Data

Three official Chilean datasets anchor the course. Bulk data is not mirrored on this website; each team downloads from the official source listed below. Variable dictionaries and methodology documents are also fetched directly from the official portals.

1. Census 2024 microdata (INE)

  • What. Microdata from the 2024 Chilean census: about 19 million individual records, linked to their households (hogares) and dwellings (viviendas). Three relational tables: persona, hogar, vivienda; linking keys id_persona, id_hogar, id_vivienda.
  • Format. Parquet (read with pandas via pyarrow). Missing-value conventions: -99, NA.
  • Key variables for this course.
    • Migration: p24_lug_resid5, p25_lug_nacimiento, p26_llegada_periodo, p27_nacionalidad.
    • Labor: sit_fuerza_trabajo, cod_ciuo, cod_caenes, p45_medio_transporte.
    • Education: escolaridad, cine11, asistencia_*.
    • Housing: materialidad, hacinamiento, tenencia, internet access.
    • Geography: codigo_comuna.
  • Download. INE Censo 2024 results portal.
  • Documentation. Manual de uso de microdatos, variable dictionary, and variable glosses are available on the same INE portal (search for microdatos).

2. ENO: Notifiable disease surveillance (MINSAL)

  • What. Enfermedades de Notificación Obligatoria, the national mandatory disease-surveillance registry. About 333,000 records covering 2007 to 2024.
  • Format. Semicolon-delimited CSV.
  • Key variables. Disease code, notification date, comuna of residence, nationality, education. Note: nationality includes a “Desconocido” category that must be reported and excluded from nationality-specific rates.
  • Download. MINSAL DEIS public datasets portal: repositoriodeis.minsal.cl. Look for ENO (base ENO, validada y anonimizada).
  • Documentation. Variable dictionary (diccionario_de_variables_eno_*.xlsx) and methodology PDF (Metodología de validación, anonimización y publicación de bases de datos ENO) are on the same portal.
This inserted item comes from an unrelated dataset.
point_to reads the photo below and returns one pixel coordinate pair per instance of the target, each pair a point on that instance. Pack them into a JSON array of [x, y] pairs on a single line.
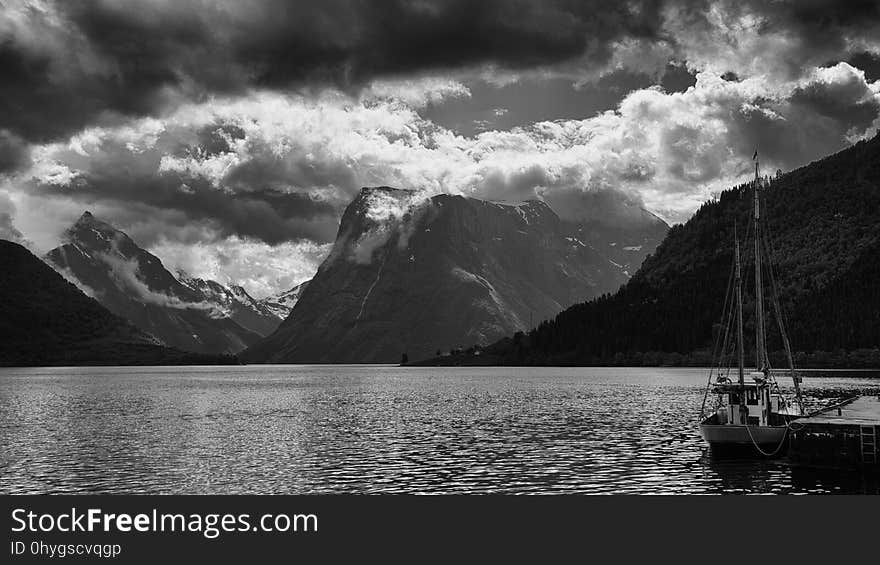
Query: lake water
[[372, 429]]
3. GRD: Hospital discharge records (MINSAL)

  • What. Grupos Relacionados de Diagnóstico, hospital discharge records, about 5 million episodes covering 2019 to 2024, ICD-10 coded.
  • Format. Pipe-delimited files, one per year, distributed as .zip / .rar.
  • Key variables. DIAGNOSTICO1 (primary ICD-10 diagnosis), COMUNA (residence), nationality, length of stay, severity, age, sex.
  • Download. MINSAL DEIS: repositoriodeis.minsal.cl. Look for GRD Público (one zip per year).
  • Documentation. ICD-10 lookup (CIE-10.xlsx), ICD-9 lookup (CIE-9.xlsx), master tables (TablasMaestrasBasesGRD.xlsx) are bundled with the GRD download. WHO ICD-10 browser (English): icd.who.int/browse10/2019/en.

Cartography (INE)

  • What. Comuna and regional boundaries for choropleth mapping. The course primarily uses Región Metropolitana (R13).
  • Format. ESRI shapefile and file geodatabase (.gdb).
  • Download. INE geodatos abiertos; the Cartografía Censo 2024 bundle includes regional and communal layers.
  • Library. geopandas. Linking key with the other datasets: codigo_comuna.

Important notes on cross-dataset analysis

The three datasets contain different people: a census respondent is not the same person as an ENO notification or a hospital discharge. Linking them is therefore necessarily ecological: aggregate to the comuna level and join on codigo_comuna. Tarea 3 asks you to do this explicitly and discuss when ecological inference is valid and when it is not (the ecological fallacy).

Privacy and reuse

ENO and GRD are published by MINSAL DEIS as anonymised research datasets. Re-identification attempts are forbidden. Census microdata are aggregated to the household level and do not include direct identifiers, but standard care still applies: do not publish individual-level slices that could re-identify small comuna populations. When in doubt, aggregate.